Es ist Ewigkeiten her, seit es das letzte Mal regnete. Unsere Felder sind zu Staub zerfallen, unsere Herden geschrumpft. Die Helfer kommen und gehen. Internationale Hilfswerke bringen uns Essen, Ärzte impfen unsere Kinder und unser Vieh. Aber sie können uns den Regen nicht zurückbringen, oder unsere Würde.

Als die Schlepper auftauchten, mit ihren Geschichten eines Landes voller Überfluss,
fasste mein Vater einen Entschluss.

"Mbelu, Nkosi, meine Söhne", sagte er. "Ihr werdet mit diesen Männern in das Land im Norden reisen.
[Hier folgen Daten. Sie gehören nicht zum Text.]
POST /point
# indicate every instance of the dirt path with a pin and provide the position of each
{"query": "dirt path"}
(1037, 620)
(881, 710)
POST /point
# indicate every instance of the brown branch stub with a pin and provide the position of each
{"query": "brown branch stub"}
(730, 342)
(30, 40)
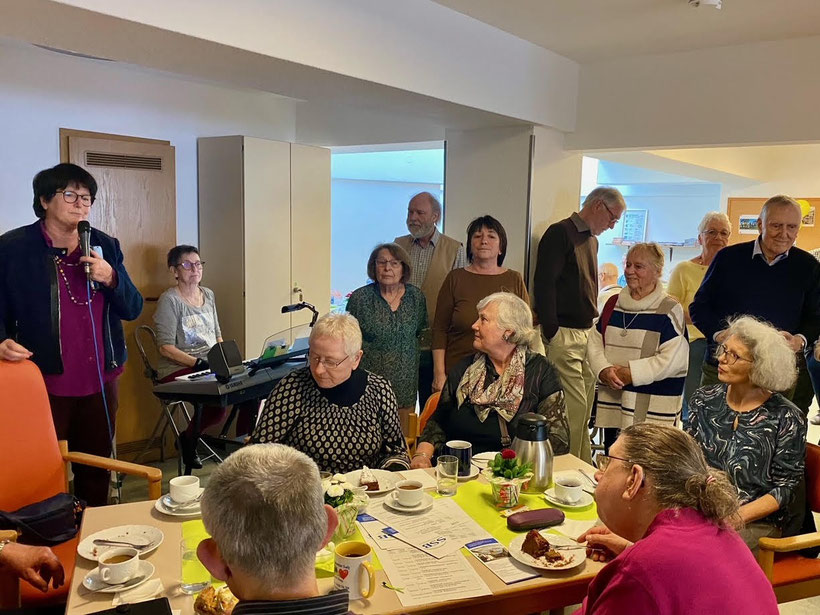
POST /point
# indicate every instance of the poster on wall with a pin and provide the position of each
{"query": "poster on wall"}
(748, 224)
(808, 219)
(634, 229)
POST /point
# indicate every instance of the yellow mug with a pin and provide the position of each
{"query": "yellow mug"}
(352, 560)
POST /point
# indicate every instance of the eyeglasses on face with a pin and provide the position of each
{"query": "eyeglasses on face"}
(71, 197)
(388, 263)
(603, 461)
(326, 363)
(731, 357)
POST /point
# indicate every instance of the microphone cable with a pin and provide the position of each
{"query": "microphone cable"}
(102, 387)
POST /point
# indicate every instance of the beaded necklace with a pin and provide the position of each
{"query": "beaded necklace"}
(59, 263)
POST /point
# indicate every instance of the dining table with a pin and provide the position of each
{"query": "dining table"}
(549, 591)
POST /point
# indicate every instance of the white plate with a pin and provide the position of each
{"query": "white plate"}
(585, 500)
(482, 460)
(392, 501)
(129, 533)
(387, 480)
(162, 506)
(93, 582)
(473, 473)
(572, 557)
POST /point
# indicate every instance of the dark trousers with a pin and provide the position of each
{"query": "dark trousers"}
(425, 377)
(81, 421)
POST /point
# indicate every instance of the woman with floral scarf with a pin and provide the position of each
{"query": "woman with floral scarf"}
(486, 393)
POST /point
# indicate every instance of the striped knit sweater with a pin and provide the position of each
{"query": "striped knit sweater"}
(649, 336)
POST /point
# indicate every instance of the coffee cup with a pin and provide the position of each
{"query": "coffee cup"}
(118, 565)
(409, 492)
(462, 450)
(351, 566)
(184, 488)
(568, 488)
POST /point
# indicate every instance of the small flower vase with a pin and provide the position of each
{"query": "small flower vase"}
(347, 521)
(507, 491)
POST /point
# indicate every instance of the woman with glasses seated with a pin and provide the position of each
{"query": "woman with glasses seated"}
(669, 521)
(713, 235)
(187, 327)
(749, 430)
(391, 314)
(340, 415)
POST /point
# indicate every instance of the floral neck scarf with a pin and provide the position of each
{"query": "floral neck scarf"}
(502, 396)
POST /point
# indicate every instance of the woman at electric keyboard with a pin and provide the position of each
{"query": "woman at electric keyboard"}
(340, 415)
(187, 327)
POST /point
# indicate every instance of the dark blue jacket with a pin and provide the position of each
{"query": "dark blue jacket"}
(30, 304)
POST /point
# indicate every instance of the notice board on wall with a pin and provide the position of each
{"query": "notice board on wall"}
(743, 213)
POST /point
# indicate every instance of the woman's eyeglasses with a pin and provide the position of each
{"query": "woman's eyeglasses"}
(326, 363)
(731, 357)
(71, 197)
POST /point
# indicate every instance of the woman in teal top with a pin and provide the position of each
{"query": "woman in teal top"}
(391, 314)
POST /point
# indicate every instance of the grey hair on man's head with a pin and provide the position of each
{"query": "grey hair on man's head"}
(339, 325)
(610, 196)
(434, 202)
(774, 365)
(712, 216)
(264, 508)
(779, 200)
(513, 314)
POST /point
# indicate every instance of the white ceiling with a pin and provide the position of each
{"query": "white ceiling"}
(596, 30)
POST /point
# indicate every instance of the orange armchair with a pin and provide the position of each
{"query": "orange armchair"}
(793, 576)
(35, 464)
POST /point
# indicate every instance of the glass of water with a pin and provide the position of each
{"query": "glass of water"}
(447, 475)
(195, 577)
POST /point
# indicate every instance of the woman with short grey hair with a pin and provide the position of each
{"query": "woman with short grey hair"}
(751, 431)
(340, 415)
(714, 231)
(392, 315)
(485, 394)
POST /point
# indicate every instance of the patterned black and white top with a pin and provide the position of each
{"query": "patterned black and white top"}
(765, 455)
(338, 438)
Wir müssen etwas unternehmen oder unsere Familie wird sterben. Oder wir werden in die Stadt ziehen müssen, was aufs selbe rauskommt."

"Aber Vater", antwortete ich. "Die Männer sagen, es kostet fünftausend Dollar pro Person."

"Meine Brüder haben mir Geld gegeben, und ich habe mir vom Ladenbesitzer welches geliehen. Ihr werdet uns jeden Monat eine gewisse Summe für Essen und die Rückzahlung der Schulden schicken. Vielleicht bleibt sogar etwas übrig, um euren Geschwistern eine gute Ausbildung zu ermöglichen."

So zahlte mein Vater zehntausend Dollar, die er nicht hatte, an Fremde, die versprachen, uns nach Europa zu bringen.